3. It needs to be in the 80’s and it is really seamless when the sun is shining on the hive. In the shade, the sun doesn’t do its magic by heating the clear plastic top (and thus vaporizing the stinky stuff even more.) I got it to work in the shade, but there was always a rogue bee that didn’t seem to mind the smell. In the sun, none of them stuck around.

Unfortunately, I did not mark which supers came from which hives. I actually discovered a viable, capped queen cell on one (found the developing larva while uncapping.) I have no idea which hive was in swarm mode. None whatsoever.

Of final note, it is clear to me that some queen and blood lines need queen excluders more than others. The exact same hives that I had problems with the queen moving into the supers last year also had the problem this year (even though some were now lead by the daughter of last year’s miscreant.) On the other hand, those hives that didn’t go above the honey barrier last year repeated their performance this year. I am definitely going out to find queens and install excluders this weekend (unless it rains the whole time!) I’d like to remedy the problem that I had last year once and for all.

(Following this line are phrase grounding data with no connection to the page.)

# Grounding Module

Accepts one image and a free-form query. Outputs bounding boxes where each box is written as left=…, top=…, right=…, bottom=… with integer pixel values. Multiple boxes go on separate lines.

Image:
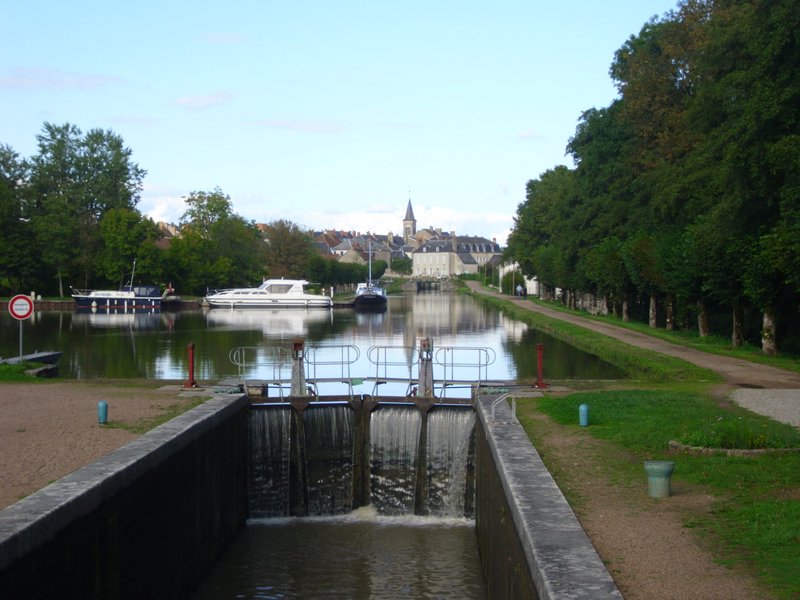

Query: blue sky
left=2, top=1, right=676, bottom=245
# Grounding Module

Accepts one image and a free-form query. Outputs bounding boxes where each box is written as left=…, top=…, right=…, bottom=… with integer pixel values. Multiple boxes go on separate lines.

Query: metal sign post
left=8, top=294, right=35, bottom=362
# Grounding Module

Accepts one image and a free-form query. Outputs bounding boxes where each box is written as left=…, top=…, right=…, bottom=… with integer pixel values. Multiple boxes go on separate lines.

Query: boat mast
left=129, top=258, right=137, bottom=287
left=367, top=241, right=372, bottom=284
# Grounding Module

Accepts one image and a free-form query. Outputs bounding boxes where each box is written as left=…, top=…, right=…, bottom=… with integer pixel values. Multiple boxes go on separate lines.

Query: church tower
left=403, top=197, right=416, bottom=243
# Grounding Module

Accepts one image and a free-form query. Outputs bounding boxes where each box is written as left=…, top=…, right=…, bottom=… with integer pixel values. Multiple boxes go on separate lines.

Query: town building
left=310, top=196, right=504, bottom=278
left=412, top=234, right=502, bottom=278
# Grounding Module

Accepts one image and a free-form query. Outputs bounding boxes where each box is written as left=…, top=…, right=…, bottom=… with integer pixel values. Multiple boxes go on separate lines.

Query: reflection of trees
left=503, top=328, right=625, bottom=381
left=410, top=292, right=500, bottom=338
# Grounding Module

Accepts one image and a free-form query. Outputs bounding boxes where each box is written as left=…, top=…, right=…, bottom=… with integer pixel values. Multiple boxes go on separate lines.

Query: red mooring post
left=536, top=342, right=547, bottom=388
left=184, top=342, right=197, bottom=388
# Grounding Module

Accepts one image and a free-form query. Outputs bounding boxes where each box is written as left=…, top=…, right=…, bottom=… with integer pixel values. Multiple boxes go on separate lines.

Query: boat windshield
left=259, top=283, right=295, bottom=294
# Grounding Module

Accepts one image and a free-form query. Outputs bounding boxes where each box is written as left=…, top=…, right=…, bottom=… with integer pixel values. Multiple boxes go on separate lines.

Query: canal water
left=211, top=402, right=484, bottom=600
left=0, top=290, right=624, bottom=388
left=192, top=513, right=486, bottom=600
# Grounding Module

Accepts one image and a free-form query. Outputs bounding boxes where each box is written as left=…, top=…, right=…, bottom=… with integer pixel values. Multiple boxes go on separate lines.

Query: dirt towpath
left=467, top=281, right=800, bottom=390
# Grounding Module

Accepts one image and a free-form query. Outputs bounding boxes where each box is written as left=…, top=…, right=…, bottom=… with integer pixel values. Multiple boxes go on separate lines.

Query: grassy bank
left=465, top=286, right=800, bottom=598
left=467, top=289, right=719, bottom=383
left=526, top=294, right=800, bottom=373
left=520, top=391, right=800, bottom=599
left=0, top=363, right=45, bottom=381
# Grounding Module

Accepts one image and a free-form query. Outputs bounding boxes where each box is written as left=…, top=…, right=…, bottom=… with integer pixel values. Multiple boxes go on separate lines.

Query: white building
left=412, top=236, right=501, bottom=278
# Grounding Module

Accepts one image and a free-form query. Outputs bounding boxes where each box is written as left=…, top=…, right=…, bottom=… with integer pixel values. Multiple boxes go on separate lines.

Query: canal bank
left=0, top=388, right=620, bottom=599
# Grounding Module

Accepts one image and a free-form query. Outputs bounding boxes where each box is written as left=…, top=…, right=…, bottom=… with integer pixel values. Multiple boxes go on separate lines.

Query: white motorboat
left=204, top=279, right=332, bottom=309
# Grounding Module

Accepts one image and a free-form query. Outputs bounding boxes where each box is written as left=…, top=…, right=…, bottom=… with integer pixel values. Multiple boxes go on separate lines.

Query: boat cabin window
left=264, top=283, right=294, bottom=294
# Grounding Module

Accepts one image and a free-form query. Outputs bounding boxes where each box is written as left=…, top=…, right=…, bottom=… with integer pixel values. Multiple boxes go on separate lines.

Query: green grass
left=0, top=363, right=44, bottom=381
left=538, top=390, right=800, bottom=453
left=530, top=390, right=800, bottom=599
left=103, top=397, right=208, bottom=434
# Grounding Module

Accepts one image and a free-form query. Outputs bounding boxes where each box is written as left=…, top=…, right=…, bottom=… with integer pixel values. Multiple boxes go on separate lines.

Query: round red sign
left=8, top=294, right=34, bottom=320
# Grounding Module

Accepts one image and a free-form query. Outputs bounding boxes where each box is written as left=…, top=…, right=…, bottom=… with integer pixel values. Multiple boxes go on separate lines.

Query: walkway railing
left=228, top=346, right=292, bottom=397
left=304, top=344, right=360, bottom=397
left=366, top=345, right=419, bottom=396
left=434, top=346, right=496, bottom=398
left=227, top=342, right=499, bottom=399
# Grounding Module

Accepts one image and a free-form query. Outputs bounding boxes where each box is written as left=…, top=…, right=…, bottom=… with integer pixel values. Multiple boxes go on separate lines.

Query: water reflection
left=70, top=311, right=166, bottom=331
left=205, top=308, right=333, bottom=338
left=0, top=291, right=625, bottom=383
left=192, top=514, right=486, bottom=600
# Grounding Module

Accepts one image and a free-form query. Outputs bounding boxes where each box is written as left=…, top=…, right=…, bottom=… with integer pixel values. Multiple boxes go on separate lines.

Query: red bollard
left=536, top=343, right=547, bottom=388
left=184, top=342, right=197, bottom=388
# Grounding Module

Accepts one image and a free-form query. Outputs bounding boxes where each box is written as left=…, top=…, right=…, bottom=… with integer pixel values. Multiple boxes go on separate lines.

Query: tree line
left=0, top=123, right=384, bottom=298
left=505, top=0, right=799, bottom=355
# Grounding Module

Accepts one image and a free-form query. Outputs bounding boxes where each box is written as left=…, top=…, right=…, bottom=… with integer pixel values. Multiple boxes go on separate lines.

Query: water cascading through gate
left=369, top=406, right=422, bottom=515
left=246, top=400, right=476, bottom=520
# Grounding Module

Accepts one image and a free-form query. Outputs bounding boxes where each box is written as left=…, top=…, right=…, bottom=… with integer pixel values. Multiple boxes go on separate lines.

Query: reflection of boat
left=70, top=311, right=165, bottom=330
left=353, top=242, right=387, bottom=311
left=204, top=279, right=332, bottom=309
left=0, top=351, right=62, bottom=365
left=205, top=308, right=332, bottom=337
left=71, top=260, right=163, bottom=312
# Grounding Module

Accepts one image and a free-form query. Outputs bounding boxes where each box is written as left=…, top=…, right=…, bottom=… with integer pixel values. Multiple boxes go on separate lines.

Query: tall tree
left=98, top=208, right=161, bottom=287
left=262, top=219, right=315, bottom=279
left=26, top=123, right=145, bottom=293
left=179, top=188, right=233, bottom=238
left=0, top=145, right=39, bottom=292
left=688, top=0, right=800, bottom=351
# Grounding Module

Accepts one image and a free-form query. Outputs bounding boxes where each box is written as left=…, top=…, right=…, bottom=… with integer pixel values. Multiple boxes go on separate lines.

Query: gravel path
left=0, top=381, right=202, bottom=509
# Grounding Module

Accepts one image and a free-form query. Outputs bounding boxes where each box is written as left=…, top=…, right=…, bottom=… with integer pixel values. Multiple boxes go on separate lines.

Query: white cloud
left=0, top=67, right=118, bottom=90
left=203, top=32, right=246, bottom=44
left=517, top=128, right=545, bottom=140
left=139, top=186, right=187, bottom=224
left=139, top=187, right=512, bottom=246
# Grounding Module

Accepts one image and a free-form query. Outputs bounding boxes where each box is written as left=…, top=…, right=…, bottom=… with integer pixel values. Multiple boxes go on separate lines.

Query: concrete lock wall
left=0, top=393, right=250, bottom=600
left=0, top=392, right=621, bottom=600
left=474, top=396, right=622, bottom=600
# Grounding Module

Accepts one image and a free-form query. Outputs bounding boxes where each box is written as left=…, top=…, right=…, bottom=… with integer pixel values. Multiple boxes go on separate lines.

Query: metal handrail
left=491, top=393, right=517, bottom=423
left=434, top=346, right=496, bottom=397
left=303, top=344, right=360, bottom=396
left=229, top=346, right=292, bottom=397
left=225, top=342, right=501, bottom=400
left=366, top=345, right=419, bottom=396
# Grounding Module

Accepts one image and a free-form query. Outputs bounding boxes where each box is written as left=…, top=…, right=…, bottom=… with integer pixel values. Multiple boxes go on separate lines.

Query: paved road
left=466, top=281, right=800, bottom=426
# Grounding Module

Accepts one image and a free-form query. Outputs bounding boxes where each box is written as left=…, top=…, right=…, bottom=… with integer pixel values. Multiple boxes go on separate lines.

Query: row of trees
left=505, top=0, right=800, bottom=354
left=0, top=124, right=380, bottom=297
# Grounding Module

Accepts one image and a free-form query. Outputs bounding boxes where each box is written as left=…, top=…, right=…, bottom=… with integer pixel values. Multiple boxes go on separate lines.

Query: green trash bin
left=644, top=460, right=675, bottom=498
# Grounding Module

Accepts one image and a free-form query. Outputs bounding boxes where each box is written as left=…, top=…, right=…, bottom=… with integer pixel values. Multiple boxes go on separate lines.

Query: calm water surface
left=0, top=291, right=623, bottom=391
left=192, top=512, right=486, bottom=600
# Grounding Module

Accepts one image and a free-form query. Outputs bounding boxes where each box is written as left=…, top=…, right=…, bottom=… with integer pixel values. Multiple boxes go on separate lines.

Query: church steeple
left=403, top=195, right=416, bottom=243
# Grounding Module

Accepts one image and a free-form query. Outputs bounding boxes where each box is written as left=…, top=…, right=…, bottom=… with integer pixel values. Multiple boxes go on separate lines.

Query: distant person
left=516, top=284, right=522, bottom=297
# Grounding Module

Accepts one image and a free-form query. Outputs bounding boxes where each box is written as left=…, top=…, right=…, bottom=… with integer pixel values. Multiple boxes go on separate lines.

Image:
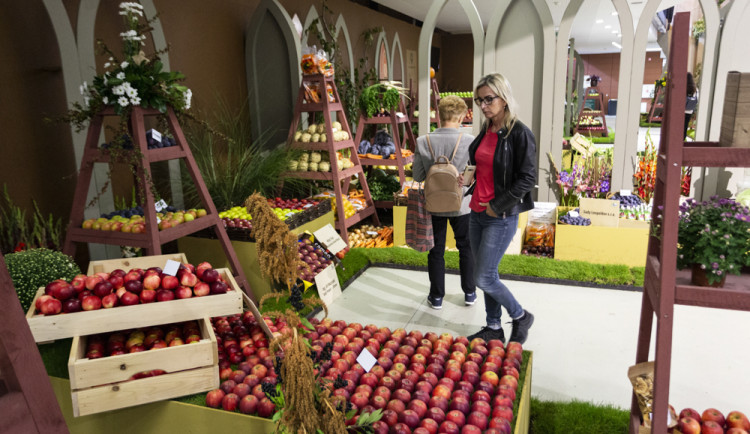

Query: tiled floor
left=316, top=267, right=750, bottom=413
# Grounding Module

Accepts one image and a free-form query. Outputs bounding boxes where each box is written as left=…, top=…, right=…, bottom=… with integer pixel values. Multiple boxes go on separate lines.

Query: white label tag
left=148, top=128, right=162, bottom=143
left=356, top=347, right=378, bottom=372
left=569, top=211, right=579, bottom=218
left=162, top=260, right=181, bottom=276
left=156, top=216, right=161, bottom=224
left=285, top=212, right=295, bottom=218
left=303, top=203, right=314, bottom=208
left=315, top=264, right=342, bottom=306
left=313, top=224, right=347, bottom=254
left=366, top=231, right=378, bottom=236
left=155, top=199, right=168, bottom=212
left=396, top=112, right=405, bottom=118
left=620, top=189, right=632, bottom=197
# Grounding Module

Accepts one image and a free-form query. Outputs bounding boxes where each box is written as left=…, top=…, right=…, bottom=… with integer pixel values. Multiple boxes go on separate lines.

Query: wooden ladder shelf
left=62, top=106, right=271, bottom=336
left=284, top=74, right=380, bottom=241
left=629, top=13, right=750, bottom=434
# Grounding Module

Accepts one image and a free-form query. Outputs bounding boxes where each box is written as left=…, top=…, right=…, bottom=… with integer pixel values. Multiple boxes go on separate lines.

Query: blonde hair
left=438, top=95, right=468, bottom=123
left=474, top=73, right=518, bottom=137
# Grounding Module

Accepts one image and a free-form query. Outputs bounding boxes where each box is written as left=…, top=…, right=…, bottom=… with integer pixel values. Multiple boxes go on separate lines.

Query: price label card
left=396, top=112, right=405, bottom=118
left=356, top=347, right=377, bottom=372
left=315, top=264, right=342, bottom=306
left=162, top=260, right=181, bottom=276
left=313, top=224, right=347, bottom=254
left=147, top=128, right=162, bottom=143
left=620, top=189, right=632, bottom=196
left=155, top=199, right=168, bottom=212
left=579, top=198, right=620, bottom=227
left=366, top=231, right=378, bottom=236
left=569, top=210, right=580, bottom=218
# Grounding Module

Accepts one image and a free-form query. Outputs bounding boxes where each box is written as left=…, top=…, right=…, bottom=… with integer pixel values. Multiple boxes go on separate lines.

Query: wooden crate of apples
left=68, top=317, right=218, bottom=417
left=673, top=407, right=750, bottom=433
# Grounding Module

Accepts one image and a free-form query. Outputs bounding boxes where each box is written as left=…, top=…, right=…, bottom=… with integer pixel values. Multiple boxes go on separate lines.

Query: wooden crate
left=26, top=268, right=242, bottom=342
left=86, top=253, right=188, bottom=275
left=67, top=317, right=218, bottom=417
left=720, top=71, right=750, bottom=148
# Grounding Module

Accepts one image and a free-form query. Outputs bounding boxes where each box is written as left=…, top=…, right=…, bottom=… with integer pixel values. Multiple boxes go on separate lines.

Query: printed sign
left=315, top=264, right=342, bottom=306
left=356, top=347, right=377, bottom=372
left=162, top=260, right=181, bottom=276
left=313, top=224, right=347, bottom=254
left=155, top=199, right=168, bottom=212
left=147, top=128, right=162, bottom=143
left=579, top=198, right=620, bottom=227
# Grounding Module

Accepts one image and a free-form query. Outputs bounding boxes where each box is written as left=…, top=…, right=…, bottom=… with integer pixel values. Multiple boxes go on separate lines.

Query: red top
left=469, top=131, right=498, bottom=212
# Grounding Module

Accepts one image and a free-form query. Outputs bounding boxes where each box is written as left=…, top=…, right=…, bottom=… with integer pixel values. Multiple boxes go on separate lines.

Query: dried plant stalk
left=245, top=193, right=302, bottom=290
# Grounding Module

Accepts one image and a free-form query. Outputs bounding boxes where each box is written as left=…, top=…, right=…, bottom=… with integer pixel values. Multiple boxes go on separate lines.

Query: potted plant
left=676, top=196, right=750, bottom=286
left=358, top=81, right=408, bottom=118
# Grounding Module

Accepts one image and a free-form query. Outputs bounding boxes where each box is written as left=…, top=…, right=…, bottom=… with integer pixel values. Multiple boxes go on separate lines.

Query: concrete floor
left=316, top=267, right=750, bottom=414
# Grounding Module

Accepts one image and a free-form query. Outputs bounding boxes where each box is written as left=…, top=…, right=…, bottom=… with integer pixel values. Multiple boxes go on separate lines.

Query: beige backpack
left=424, top=134, right=463, bottom=213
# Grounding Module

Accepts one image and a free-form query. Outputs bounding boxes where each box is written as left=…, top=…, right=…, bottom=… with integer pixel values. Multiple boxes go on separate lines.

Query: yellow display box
left=554, top=221, right=649, bottom=267
left=177, top=211, right=334, bottom=301
left=50, top=376, right=274, bottom=433
left=393, top=206, right=527, bottom=255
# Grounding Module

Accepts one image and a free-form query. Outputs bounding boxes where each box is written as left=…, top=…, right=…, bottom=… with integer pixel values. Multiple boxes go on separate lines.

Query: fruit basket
left=26, top=255, right=243, bottom=342
left=67, top=317, right=218, bottom=417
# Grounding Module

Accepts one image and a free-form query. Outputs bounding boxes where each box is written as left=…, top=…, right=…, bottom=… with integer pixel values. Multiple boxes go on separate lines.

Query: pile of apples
left=34, top=261, right=231, bottom=316
left=204, top=313, right=286, bottom=417
left=81, top=208, right=208, bottom=233
left=297, top=237, right=336, bottom=281
left=675, top=407, right=750, bottom=434
left=204, top=315, right=524, bottom=433
left=84, top=320, right=203, bottom=359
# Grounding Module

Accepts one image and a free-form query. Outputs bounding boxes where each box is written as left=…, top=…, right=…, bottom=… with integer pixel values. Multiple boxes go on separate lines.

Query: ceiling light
left=612, top=41, right=622, bottom=49
left=612, top=30, right=618, bottom=34
left=605, top=25, right=612, bottom=29
left=618, top=33, right=622, bottom=38
left=612, top=11, right=618, bottom=16
left=596, top=19, right=604, bottom=24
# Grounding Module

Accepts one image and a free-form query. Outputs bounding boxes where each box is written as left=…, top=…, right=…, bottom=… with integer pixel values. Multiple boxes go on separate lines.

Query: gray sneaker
left=464, top=292, right=477, bottom=306
left=509, top=310, right=534, bottom=344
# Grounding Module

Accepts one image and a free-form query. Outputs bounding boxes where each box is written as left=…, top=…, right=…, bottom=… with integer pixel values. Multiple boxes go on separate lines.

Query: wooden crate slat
left=72, top=364, right=218, bottom=417
left=87, top=253, right=188, bottom=275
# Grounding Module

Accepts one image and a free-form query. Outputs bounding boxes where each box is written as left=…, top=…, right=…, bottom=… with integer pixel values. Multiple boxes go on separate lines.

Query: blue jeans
left=469, top=210, right=523, bottom=327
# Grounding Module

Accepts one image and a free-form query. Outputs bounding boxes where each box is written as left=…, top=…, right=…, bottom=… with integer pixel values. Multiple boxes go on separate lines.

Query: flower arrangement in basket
left=64, top=2, right=191, bottom=129
left=633, top=132, right=658, bottom=203
left=548, top=138, right=612, bottom=208
left=675, top=196, right=750, bottom=286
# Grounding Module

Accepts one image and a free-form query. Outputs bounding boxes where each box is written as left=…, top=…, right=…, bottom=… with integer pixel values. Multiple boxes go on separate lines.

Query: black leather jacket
left=466, top=120, right=537, bottom=217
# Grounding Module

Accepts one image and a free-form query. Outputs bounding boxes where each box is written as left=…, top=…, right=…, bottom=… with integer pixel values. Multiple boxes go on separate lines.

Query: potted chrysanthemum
left=676, top=196, right=750, bottom=286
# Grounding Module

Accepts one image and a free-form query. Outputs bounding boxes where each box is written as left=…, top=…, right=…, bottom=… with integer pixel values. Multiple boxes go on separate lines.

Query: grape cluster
left=286, top=284, right=305, bottom=312
left=274, top=356, right=283, bottom=384
left=100, top=135, right=133, bottom=150
left=316, top=342, right=333, bottom=363
left=333, top=374, right=347, bottom=390
left=261, top=380, right=278, bottom=399
left=559, top=213, right=591, bottom=226
left=611, top=192, right=642, bottom=207
left=336, top=400, right=353, bottom=413
left=147, top=135, right=177, bottom=150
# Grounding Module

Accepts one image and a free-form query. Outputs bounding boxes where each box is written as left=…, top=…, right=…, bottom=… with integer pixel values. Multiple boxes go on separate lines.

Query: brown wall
left=439, top=34, right=474, bottom=92
left=580, top=50, right=663, bottom=114
left=0, top=0, right=422, bottom=246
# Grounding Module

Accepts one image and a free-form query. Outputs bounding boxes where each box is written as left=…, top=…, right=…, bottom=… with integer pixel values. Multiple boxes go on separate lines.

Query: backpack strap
left=426, top=133, right=463, bottom=163
left=448, top=133, right=463, bottom=163
left=425, top=135, right=437, bottom=162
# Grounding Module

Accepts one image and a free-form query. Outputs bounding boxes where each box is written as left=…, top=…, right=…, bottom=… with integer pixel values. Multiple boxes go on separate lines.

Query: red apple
left=499, top=375, right=518, bottom=390
left=210, top=281, right=228, bottom=294
left=180, top=271, right=198, bottom=287
left=143, top=274, right=161, bottom=290
left=399, top=409, right=421, bottom=430
left=449, top=396, right=471, bottom=415
left=120, top=291, right=140, bottom=306
left=238, top=394, right=258, bottom=414
left=370, top=394, right=388, bottom=410
left=156, top=289, right=175, bottom=302
left=676, top=417, right=701, bottom=434
left=419, top=418, right=440, bottom=434
left=101, top=293, right=119, bottom=308
left=351, top=392, right=369, bottom=409
left=202, top=268, right=220, bottom=283
left=62, top=297, right=82, bottom=313
left=40, top=297, right=63, bottom=315
left=466, top=411, right=488, bottom=430
left=488, top=416, right=511, bottom=433
left=407, top=398, right=428, bottom=418
left=381, top=409, right=398, bottom=426
left=205, top=389, right=225, bottom=408
left=439, top=420, right=460, bottom=434
left=92, top=280, right=113, bottom=298
left=175, top=286, right=193, bottom=299
left=49, top=280, right=75, bottom=301
left=701, top=420, right=725, bottom=434
left=139, top=289, right=156, bottom=303
left=727, top=411, right=750, bottom=430
left=193, top=282, right=210, bottom=297
left=446, top=409, right=466, bottom=428
left=84, top=275, right=103, bottom=291
left=386, top=398, right=406, bottom=413
left=492, top=395, right=513, bottom=410
left=727, top=429, right=750, bottom=434
left=161, top=275, right=179, bottom=290
left=480, top=371, right=499, bottom=387
left=256, top=397, right=276, bottom=418
left=492, top=405, right=513, bottom=421
left=702, top=408, right=726, bottom=427
left=81, top=295, right=102, bottom=311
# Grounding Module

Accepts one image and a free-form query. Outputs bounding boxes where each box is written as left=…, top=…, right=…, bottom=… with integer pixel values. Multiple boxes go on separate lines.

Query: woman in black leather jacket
left=465, top=73, right=536, bottom=345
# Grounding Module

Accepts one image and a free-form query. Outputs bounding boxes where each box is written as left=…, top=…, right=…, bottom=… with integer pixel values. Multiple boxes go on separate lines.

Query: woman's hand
left=457, top=173, right=464, bottom=186
left=479, top=202, right=498, bottom=217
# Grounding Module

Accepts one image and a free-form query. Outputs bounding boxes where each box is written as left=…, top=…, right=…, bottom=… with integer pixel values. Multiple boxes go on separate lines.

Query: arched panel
left=390, top=33, right=404, bottom=82
left=418, top=0, right=448, bottom=136
left=375, top=32, right=390, bottom=80
left=334, top=15, right=354, bottom=84
left=301, top=6, right=323, bottom=49
left=246, top=0, right=300, bottom=149
left=493, top=1, right=543, bottom=139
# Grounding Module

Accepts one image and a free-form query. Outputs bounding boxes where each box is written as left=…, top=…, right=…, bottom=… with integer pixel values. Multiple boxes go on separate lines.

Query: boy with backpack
left=412, top=95, right=476, bottom=310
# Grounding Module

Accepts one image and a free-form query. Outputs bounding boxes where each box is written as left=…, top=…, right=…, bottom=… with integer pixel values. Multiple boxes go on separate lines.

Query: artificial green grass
left=349, top=247, right=644, bottom=287
left=529, top=398, right=630, bottom=433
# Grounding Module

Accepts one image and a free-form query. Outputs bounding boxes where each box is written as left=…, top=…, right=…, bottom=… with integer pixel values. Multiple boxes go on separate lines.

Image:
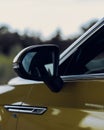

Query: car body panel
left=0, top=85, right=31, bottom=105
left=0, top=106, right=17, bottom=130
left=0, top=84, right=33, bottom=130
left=17, top=107, right=104, bottom=130
left=8, top=75, right=104, bottom=130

All in all, a pretty good first pass at extraction. The kitchen is still a mess, but I am hopeful of resolving that shortly!

2 comments to Honey Robber

  • Marco Monti

    Hey Jones,
    When you take the honey this time of the year, do you still leave at least a super full of capped honey or you take all the honey capped supers?
    Also after extracting i take that you put the frames back on top of the hive to have the bees clean them up, and then once cleaned you take them out of the hive again, correct? It wouldn’t make sense to leave all those empty combs on the hive now that the flow will start to slow down, i am thinking that too much space that cannot be utilized might create problems.
    Marco

  • Hey Marco,

    Space is always a key consideration. I do put the ‘wet’ supers back on the hives to be cleaned out. A week or two later, I remove MOST supers and stack them in my shed. Any super that has frames that were used for raising brood are left on the hives. I typically try to leave no more than 2, but hopefully just 1, super on a hive through the Summer and into the Fall. I rarely remove all supers (who knows, we might get a Fall flow one of these days).

    But, I know that some folks are not willing to risk their supers in their sheds or garages and prefer to keep them on the hives and protected there. So, different strokes for different folks.